Yummy! It is tangy and sweet and not like any other jelly I have ever had. I made it with only one packet of Sure Jell and it was a little runny compared to commercial jellies. It wasn't anything that was unacceptable though.

This was the first time I have ever made jelly and the first time I have tasted mesquite bean jelly. Have you ever had mesquite bean jelly or made it yourself. Is there anything you can suggest to make it better?


  1. I made prickly pear jelly one year. It was good and a beautiful color but a lot of work. You have to singe the prickly pears to get the needles off then boil, etc. Alan's step mother used to make mesquite bean all the time. But hers was always light pink! Don't know what she did to it. Hope you had fun!

  2. Who are you and where do you come from to know about all this weird stuff...Mesquite Bean Jelly??? OK, you must be the Red-Neck Martha Stewart!! LOL

  3. LOL, no just from Texas! My next project with those beans is to try make flour from them. I will have to wait until next year though. :)

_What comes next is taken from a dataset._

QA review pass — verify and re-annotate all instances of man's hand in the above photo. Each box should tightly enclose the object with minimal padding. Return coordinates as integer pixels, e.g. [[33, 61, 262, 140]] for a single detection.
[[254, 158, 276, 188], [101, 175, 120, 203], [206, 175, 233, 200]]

    1. Thumbs up. Waste not Want not.

  4. I don't use lemon. I like to add just a dab of natural red coloring to make it more of a pink color and use 3 c of juice to I pkg surgel but I'm sure it's all just a matter if preference. I've been making this for 20+ years

  5. My granny made this ALL THE TIME. She added red plumb juice for a dab of color but not enough to taste. She followed the directions for sure jell for apple jelly. No other brand was acceptable... has to be sure jell.

  6. I make mesquite wine and am going to try your recipe as I have tons of mesquites on my acreage, and no thorns on them like pricklypear! When making wine you need to add a healthy amount of acid blend as the "tea" has none. Might try it with the jelly as it balances the taste, ie not only sweet flavor, also a little tang.